Implementing HNSW (Hierarchical Navigable Small World) Vector Search in PHP

(centamori.com)

42 points | by centamiv 2 hours ago

3 comments

centamiv 2 hours ago
OP here. I wrote this implementation to deeply understand the mechanics behind HNSW (layers, entry points, neighbor selection) without relying on external libraries. While PHP isn't the typical choice for vector search engines, I found it surprisingly capable for this use case, especially with JIT enabled on PHP 8.x. It serves as a drop-in solution for PHP monoliths that need semantic search features without adding the complexity of a separate service like Qdrant or Pinecone. If you want to jump straight to the code, the open-source repo is here: https://github.com/centamiv/vektor Happy to answer any questions about the implementation details!
[-]
- lukan 17 minutes ago
  Thanks a lot, I liked the fantasy based examples to explain the concept.
  Programming is chanting magic incarnations and spells after all. (And fighting against evil spirits and demons)
- hilti 14 minutes ago
  Great article! I also read your other post and love it! This is exactly my thinking: Locality of Behavior (LoB)
  Never heard this term before, but I like it.
  https://centamori.com/index.php?slug=basics-of-web-developme...
- hu3 1 hour ago
  Great writeup.
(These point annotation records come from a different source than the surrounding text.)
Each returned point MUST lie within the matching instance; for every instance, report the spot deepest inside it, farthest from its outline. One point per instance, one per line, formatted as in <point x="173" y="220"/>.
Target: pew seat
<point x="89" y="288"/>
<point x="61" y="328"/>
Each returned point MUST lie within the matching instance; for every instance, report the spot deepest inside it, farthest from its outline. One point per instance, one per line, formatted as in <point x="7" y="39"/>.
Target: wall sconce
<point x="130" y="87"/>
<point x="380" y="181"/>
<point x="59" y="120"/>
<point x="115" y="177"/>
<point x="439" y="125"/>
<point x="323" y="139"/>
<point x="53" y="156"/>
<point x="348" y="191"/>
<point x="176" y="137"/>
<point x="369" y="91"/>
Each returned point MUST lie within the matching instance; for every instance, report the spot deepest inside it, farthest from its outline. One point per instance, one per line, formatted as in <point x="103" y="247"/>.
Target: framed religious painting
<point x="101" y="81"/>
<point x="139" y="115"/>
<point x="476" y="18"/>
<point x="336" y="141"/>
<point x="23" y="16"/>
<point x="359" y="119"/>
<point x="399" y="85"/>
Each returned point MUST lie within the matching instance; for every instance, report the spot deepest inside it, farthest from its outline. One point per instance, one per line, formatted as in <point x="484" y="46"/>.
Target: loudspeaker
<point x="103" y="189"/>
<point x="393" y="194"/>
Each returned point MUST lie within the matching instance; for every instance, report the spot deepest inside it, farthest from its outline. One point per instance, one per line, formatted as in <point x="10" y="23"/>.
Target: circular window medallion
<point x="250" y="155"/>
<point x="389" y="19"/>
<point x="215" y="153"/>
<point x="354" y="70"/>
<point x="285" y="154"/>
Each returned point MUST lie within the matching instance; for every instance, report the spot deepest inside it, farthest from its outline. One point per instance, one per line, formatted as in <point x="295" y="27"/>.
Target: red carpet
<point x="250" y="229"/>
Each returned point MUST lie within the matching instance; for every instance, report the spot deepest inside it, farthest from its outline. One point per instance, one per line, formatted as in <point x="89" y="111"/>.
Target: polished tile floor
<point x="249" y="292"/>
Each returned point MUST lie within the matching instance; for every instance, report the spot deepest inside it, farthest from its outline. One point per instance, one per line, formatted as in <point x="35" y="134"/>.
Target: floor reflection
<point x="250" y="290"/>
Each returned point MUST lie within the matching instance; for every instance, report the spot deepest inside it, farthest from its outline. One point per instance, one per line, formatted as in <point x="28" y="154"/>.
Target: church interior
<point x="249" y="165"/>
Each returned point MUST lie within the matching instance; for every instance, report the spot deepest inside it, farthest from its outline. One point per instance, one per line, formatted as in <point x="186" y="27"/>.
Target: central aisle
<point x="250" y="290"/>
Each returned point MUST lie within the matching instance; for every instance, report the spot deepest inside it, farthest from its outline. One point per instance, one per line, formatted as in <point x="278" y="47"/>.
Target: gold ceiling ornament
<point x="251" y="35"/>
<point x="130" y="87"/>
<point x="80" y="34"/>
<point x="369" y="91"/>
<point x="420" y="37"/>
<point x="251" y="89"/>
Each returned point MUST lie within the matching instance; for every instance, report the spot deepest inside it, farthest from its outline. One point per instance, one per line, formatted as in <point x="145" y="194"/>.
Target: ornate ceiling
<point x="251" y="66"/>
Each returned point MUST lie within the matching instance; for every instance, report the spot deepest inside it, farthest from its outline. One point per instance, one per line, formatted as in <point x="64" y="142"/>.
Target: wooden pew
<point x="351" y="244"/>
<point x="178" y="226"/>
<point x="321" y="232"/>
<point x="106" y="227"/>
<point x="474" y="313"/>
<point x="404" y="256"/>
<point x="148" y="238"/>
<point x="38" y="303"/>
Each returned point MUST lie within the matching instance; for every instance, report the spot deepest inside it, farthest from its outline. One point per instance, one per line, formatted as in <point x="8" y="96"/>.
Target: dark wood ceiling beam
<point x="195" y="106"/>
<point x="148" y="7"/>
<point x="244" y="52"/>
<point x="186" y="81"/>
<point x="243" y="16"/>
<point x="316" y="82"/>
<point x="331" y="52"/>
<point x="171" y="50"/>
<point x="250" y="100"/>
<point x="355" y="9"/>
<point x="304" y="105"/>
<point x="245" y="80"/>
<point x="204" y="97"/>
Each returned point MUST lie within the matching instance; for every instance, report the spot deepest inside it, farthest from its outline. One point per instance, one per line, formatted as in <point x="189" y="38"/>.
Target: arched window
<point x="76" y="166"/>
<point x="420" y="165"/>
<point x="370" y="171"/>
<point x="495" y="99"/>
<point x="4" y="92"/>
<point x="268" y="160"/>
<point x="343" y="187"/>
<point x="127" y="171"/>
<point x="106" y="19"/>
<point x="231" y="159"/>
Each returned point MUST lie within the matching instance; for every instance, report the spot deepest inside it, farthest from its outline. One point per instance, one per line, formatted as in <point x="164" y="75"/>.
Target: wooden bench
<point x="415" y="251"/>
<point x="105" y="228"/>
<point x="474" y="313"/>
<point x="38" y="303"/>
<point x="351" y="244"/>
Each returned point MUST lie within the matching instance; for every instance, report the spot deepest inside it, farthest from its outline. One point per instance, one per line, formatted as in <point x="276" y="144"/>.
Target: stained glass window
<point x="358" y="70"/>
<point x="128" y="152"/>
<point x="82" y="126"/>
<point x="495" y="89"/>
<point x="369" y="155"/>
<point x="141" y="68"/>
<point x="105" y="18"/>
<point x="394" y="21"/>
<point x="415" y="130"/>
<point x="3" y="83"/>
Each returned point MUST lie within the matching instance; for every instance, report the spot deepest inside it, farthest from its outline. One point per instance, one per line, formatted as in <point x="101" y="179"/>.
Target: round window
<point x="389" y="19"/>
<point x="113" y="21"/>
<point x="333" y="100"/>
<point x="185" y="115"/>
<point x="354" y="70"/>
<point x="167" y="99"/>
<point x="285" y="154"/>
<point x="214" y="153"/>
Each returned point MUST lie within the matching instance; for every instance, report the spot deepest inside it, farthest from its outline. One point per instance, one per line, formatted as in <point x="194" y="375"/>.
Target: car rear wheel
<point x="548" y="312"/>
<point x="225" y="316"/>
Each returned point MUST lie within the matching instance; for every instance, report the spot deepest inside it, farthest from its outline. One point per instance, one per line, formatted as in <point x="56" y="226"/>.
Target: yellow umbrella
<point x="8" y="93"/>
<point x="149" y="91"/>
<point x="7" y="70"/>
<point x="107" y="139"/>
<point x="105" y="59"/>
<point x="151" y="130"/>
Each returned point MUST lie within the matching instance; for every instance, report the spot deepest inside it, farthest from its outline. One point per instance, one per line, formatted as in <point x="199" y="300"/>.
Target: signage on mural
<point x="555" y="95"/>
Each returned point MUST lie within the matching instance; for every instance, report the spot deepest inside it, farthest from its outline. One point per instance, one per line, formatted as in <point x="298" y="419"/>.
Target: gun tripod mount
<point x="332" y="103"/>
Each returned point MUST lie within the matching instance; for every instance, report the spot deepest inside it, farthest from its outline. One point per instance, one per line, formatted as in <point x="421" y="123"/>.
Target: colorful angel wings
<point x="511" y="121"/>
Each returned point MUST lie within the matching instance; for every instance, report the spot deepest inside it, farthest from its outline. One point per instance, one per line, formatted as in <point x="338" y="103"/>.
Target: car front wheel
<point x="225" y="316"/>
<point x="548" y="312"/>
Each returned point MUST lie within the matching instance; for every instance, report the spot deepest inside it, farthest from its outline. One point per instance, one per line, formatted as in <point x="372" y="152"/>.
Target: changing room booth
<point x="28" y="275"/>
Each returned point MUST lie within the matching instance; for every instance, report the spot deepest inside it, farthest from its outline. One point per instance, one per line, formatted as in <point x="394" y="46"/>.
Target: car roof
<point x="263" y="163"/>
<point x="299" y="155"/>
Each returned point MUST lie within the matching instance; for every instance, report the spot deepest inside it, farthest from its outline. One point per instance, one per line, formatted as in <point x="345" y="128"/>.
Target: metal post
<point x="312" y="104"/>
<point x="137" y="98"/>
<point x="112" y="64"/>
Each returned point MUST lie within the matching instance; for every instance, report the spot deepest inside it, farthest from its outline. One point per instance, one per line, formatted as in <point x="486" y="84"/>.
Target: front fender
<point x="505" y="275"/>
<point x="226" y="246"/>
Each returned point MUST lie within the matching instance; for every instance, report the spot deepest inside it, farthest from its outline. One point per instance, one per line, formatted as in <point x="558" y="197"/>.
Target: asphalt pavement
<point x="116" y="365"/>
Thanks for talking the time to organise and share.
  It's tempting to use this in projects that use PHP.
  Is it useable with a corpus of like 1.000 3kb markdown files? And 10.000 files?
  Can I also index PHP files so that searches include function and class names? Perhaps comments?
  How much ram and disk memory we would be talking about?
  And the speed?
  My first goal would to index a PHP project and its documentation so that an LLM agent could perform semantic search using my MCP tool.
  [-]
  - centamiv 52 minutes ago
    I tested it myself with 1k documents (about 1.5M vectors) and performance is solid (a few milliseconds per search). I haven't run more aggressive benchmarks yet.
    Since it only stores the vectors, the actual size of the Markdown document is irrelevant; you just need to handle the embedding and chunking phases carefully (you can use a parser to extract code snippets).
    RAM isn't an issue because I aim for random data access as much as possible. This avoids saturating PHP, since it wasn't exactly built for this kind of workload.
    I'm glad you found the article and repo useful! If you use it and run into any problems, feel free to open an issue on GitHub.
- Random09 48 minutes ago
  The only small thing you forgot to mention - it requires use of AI. Open Ai to be specific. I've got baited.
  [-]
  - centamiv 42 minutes ago
    Apologies if it felt that way! I used OpenAI in the examples just because it's the quickest 'Hello World' for embeddings right now, but the library itself is completely agnostic.
    HNSW is just the indexing algorithm. It doesn't care where the vectors come from. You can generate them using Ollama (locally) HuggingFace, Gemini...
    As long as you feed it an array of floats, it will index it. The dependency on OpenAI is purely in the example code, not in the engine logic.
rvnx 37 minutes ago
Cool blog post, smart guy, very thoughtful and not a copy-paste of Python code like 99% of folks. Nice to see
[-]
- centamiv 30 minutes ago
  Thank you, really appreciate that
fithisux 1 hour ago
It makes perfect sense to implement it in a high level language that allows understandability.
Very good contribution.
[-]
- centamiv 1 hour ago
  Thank you! That was exactly the goal. Modern PHP turned out to be surprisingly expressive for this kind of 'executable pseudocode'. Glad you appreciated it!